#177: Include support for indexing Word, PDF and other common types
It is increasingly important for Plone to be able to "search inside" of binary file types like Word documents and PDF files. While this is already possible with add-ons like TextIndexNG, it's possible to support the basic functionality for this without including the entire TextIndexNG framework.
- Proposed by
- Alexander Limi
- Seconded by
- Kapil Thangavelu
- Proposal type
- Architecture
- State
- completed
Motivation
The main reason for including this in the core is that no self-respecting CMS can be without Word/PDF indexing these days - especially if used for intranets and extranets. Most of the knowledge in the average company is hidden inside Word documents and PDFs, and one of Plone's goals is to make this information accessible to people.
Also, the fact that 50% (very scientifically measured ;) of the questions on plone-users is from people who can't install TextIndexNG should be a good indicator that it is a functionality a lot of people need.
Proposal
Instead of including the kitchen sink (ie. TextIndexNG plus converters), switching index types, etc etc — there is a more lightweight approach that will solve 95% of the indexing needs for most users.
Shortly summarized, the required changes are:
- Make sure the Plone installers ship with the conversion tools required (I believe wvware handles most of them and is the preferred one — correct me if I'm mistaken).
- Make a change to Archetypes' BaseObject to index the content of the object's SearchableText using the conversion tools and Archetypes' transform infrastructure.
Implementation
The installers including the binaries should be pretty straightforward, most linux distros already have the wvware packages available, and there is even a Windows installer with all the binaries compiled, ready-to-run.

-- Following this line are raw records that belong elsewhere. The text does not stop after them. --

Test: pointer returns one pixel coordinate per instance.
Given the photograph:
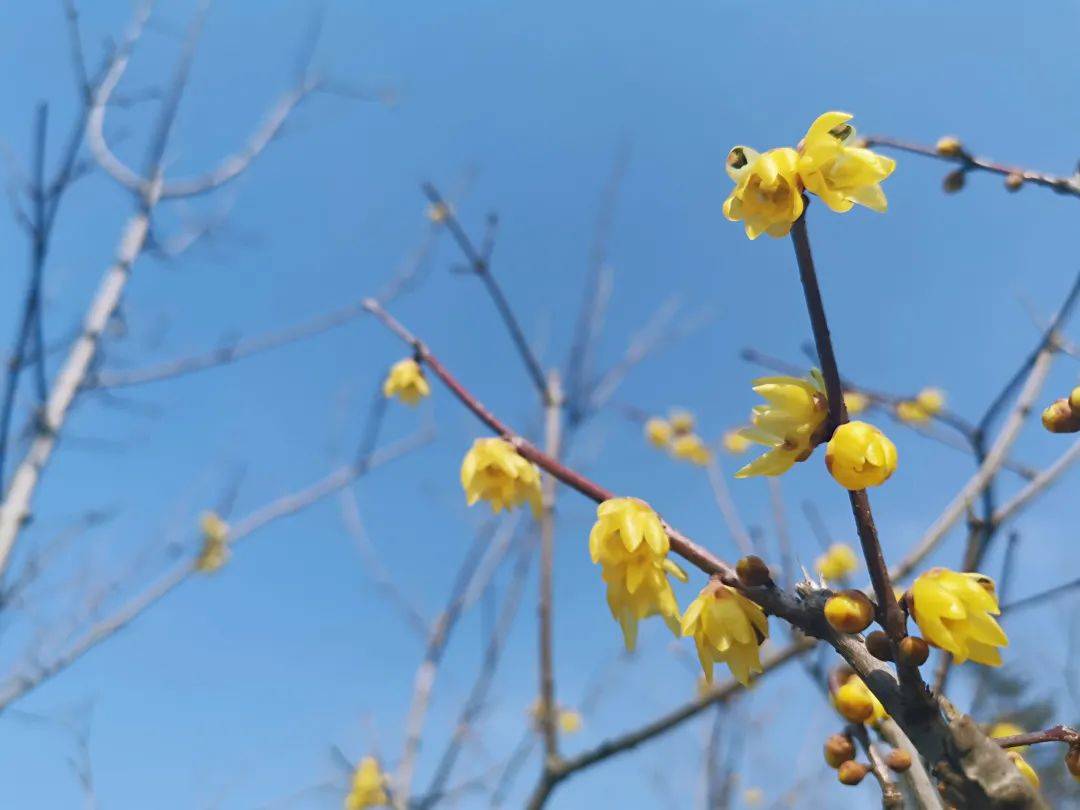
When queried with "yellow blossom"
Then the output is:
(860, 456)
(768, 194)
(406, 381)
(658, 431)
(839, 173)
(955, 611)
(368, 786)
(215, 550)
(788, 423)
(729, 628)
(630, 544)
(838, 561)
(689, 447)
(855, 402)
(734, 442)
(493, 471)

On the AT side, the following patch will have to be applied. (Kapil is out of town this weekend, so I took the responsibility of writing the PLIP for him, I assume he can make a bundle when he comes back — but as you can see, the changes are minimal):
Index: BaseObject.py
===================================================================
--- BaseObject.py (revision 6689)
+++ BaseObject.py (working copy)
@@ -524,6 +524,34 @@
for field in self.Schema().fields():
if not field.searchable:
continue
+
+ if isinstance( field, FileField) and not isinsance( field, ImageField):
+ mime_type = field.getContentType( self )
+ file_name = field.getFilename(self, 0)
+
+ if not isinstance( content, str ):
+ data = str( content )
+ else:
+ data = content
+
+ # XXX need to catch and log errors .. prints to stdout for now
+ try:
+ text_content = transforms.convertTo(
+ "text/plain",
+ data,
+ mimetype = mime_type,
+ filename = file_name
+ )
+ except MissingBinary:
+ traceback.print_exc()
+ text_content= ""
+ except IOError:
+ traceback.print_exc()
+ text_content= ""
+
+ data.append( text_content )
+ continue
+
method = field.getIndexAccessor(self)
try:
datum = method(mimetype="text/plain")
Risks
Saving the object will take slightly longer than it currently does if it's a binary file because of the indexing - but since the BLOB handling is already slow, I don't think it makes much of a difference. Of course, uploading a 600MB word document will tie up the thread for a while - but it will do that anyway, regardless of whether the indexing is enabled or not.
Participants
Kapil Thangavelu
Two clarifications
2. We should probably also include mxTidy in the list of dependencies, as Plone doesn't always produce valid HTML without it installed.